StrideNET: Swin Transformer for Terrain Recognition with Dynamic Roughness Extraction
Maitreya Shelare, Neha Shigvan, Atharva Satam, Poonam Sonar
TL;DR
StrideNET introduces a dual-branch Swin Transformer framework to perform terrain recognition and dynamic roughness extraction from remote-sensing images. The Terrain Recognition branch leverages hierarchical, shifted-window self-attention to classify grassy, marshy, sandy, and rocky terrains, while the Roughness Extraction branch uses statistical texture analysis to compute a global roughness score and produce interpretive maps. On a 45k-image, four-class dataset, StrideNET achieves over 99% accuracy across classes and outperforms CNN and transformer baselines, highlighting its robust generalization and efficiency. The approach supports practical deployments in environmental monitoring, land-use classification, disaster response, and precision agriculture, offering both high accuracy terrain labels and texture-based surface property estimates.
Abstract
The field of remote-sensing image classification has seen immense progress with the rise of convolutional neural networks, and more recently, through vision transformers. These models, with their self-attention mechanism, can effectively capture global relationships and long-range dependencies between the image patches, in contrast with traditional convolutional models. This paper introduces StrideNET, a dual-branch transformer-based model developed for terrain recognition and surface roughness extraction. The terrain recognition branch employs the Swin Transformer to classify varied terrains by leveraging its capability to capture both local and global features. Complementing this, the roughness extraction branch utilizes a statistical texture-feature analysis technique to dynamically extract important land surface properties such as roughness and slipperiness.

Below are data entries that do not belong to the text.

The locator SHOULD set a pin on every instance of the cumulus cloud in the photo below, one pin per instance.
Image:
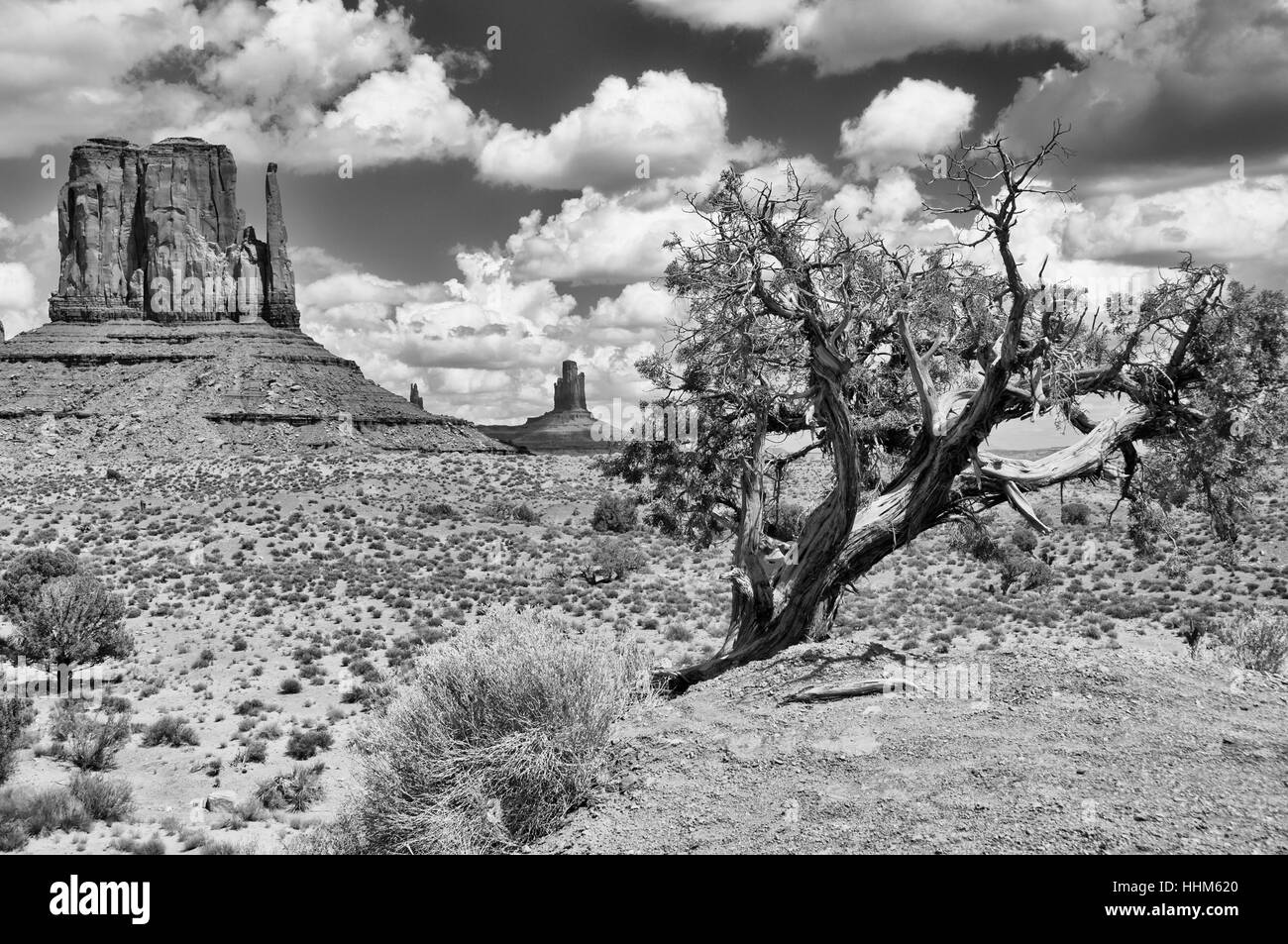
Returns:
(29, 269)
(665, 125)
(1170, 103)
(300, 81)
(915, 117)
(845, 37)
(485, 346)
(600, 240)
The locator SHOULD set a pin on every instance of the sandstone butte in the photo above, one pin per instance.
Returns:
(567, 428)
(174, 329)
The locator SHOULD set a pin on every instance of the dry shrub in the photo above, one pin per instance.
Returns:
(1257, 639)
(498, 734)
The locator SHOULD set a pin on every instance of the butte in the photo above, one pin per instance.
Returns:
(174, 330)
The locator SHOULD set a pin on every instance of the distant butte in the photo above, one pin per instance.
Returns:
(567, 428)
(174, 329)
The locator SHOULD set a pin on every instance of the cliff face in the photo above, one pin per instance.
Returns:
(174, 331)
(570, 389)
(155, 233)
(567, 428)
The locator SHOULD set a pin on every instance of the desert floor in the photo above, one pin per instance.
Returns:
(1099, 732)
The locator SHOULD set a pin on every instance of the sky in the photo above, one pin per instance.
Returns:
(516, 165)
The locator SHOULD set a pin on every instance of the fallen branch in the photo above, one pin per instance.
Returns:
(853, 689)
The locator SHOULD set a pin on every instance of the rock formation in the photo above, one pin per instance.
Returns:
(174, 329)
(155, 233)
(570, 389)
(567, 428)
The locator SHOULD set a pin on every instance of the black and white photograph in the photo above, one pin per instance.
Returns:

The model was trained on a custom dataset consisting of four terrain classes - grassy, marshy, sandy, and rocky, and it outperforms benchmark CNN and transformer based models, by achieving an average test accuracy of over 99 % across all classes. The applications of this work extend to different domains such as environmental monitoring, land use and cover classification, disaster response and precision agriculture.